Now the little agricultural centre is a complete backwater but the photographers pride and joy lives on. This morning it is christened with a quick splash of Eau de Bob.



4 comments:

Yamini MacLean said...

Hari OM
It is indeed a rather fine building - glad it stood far enough back to avoid the 'swathe de non triomphe'! There was a time when photographers were indeed much revered, particularly for portraiture for the up and coming 'middle' class. Now, everyone and their phone has a go and the portraiture is the self...
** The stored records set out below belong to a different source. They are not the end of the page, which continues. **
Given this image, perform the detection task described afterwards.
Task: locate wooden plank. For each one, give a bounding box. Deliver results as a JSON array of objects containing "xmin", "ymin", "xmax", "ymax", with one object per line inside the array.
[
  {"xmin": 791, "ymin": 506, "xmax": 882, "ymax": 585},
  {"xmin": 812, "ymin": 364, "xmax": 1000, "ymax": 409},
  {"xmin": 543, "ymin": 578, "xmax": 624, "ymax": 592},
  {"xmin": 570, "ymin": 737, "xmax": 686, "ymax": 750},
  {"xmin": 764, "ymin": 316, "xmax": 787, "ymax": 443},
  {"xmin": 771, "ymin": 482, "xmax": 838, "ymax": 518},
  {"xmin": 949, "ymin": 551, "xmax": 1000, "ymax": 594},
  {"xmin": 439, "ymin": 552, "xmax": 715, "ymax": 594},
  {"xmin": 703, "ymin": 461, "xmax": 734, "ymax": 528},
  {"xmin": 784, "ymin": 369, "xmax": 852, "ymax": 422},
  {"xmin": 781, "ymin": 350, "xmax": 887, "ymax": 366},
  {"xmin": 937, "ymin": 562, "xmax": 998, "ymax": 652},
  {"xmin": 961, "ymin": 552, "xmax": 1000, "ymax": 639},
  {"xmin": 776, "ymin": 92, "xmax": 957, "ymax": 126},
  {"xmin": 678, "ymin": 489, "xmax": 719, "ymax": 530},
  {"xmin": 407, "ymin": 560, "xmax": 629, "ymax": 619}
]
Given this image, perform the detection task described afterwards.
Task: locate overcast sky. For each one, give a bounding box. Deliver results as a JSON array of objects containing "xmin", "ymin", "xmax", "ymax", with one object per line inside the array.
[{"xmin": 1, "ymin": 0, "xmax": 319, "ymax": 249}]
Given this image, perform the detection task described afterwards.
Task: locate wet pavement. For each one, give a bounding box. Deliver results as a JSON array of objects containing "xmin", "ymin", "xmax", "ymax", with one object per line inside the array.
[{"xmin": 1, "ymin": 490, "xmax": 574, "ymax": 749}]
My morning is begun with the sound of chooks a-laying three houses over, and a pair of cats having a rare old yarn... YAM xx

WFT Nobby said...

The building is indeed well worth a second look. The many studio photos from the mid-late 1800s in my family album collection indicate that this was something that people, even those not particularly prosperous, were prepared to spend money on. Cheers, Gail.

potty said...

Strange that in many British towns The Bank was the important building and these days the bank has closed and a Coffee shop has taken over - no doubt where many a Selfie is taken.

Taste of France said...

Being a photographer was still fairly lucrative right up until Apple put decent cameras in mobile phones. A friend who enjoyed the heydays is now eking out an existence in the final few years until retirement, his career not having played out at all as expected.
In Carcassonne, many of the newer buildings were constructed in the gaps where fires had destroyed medieval structures (the boulevards follow the "new"--1260--fortress walls). Fires were a huge problem, since everybody used fire for cooking and candles for lighting yet there was no running water. In fact, ovens were banned in an attempt to reduce fires, and people were required to take their bread to the seigneur's oven for baking (why in pat-a-cake you mark it with a T). They would hang out and gossip while waiting for their bread to bake, which is where "banal" comes from--the four banal was the seigneur's oven when all others were banned.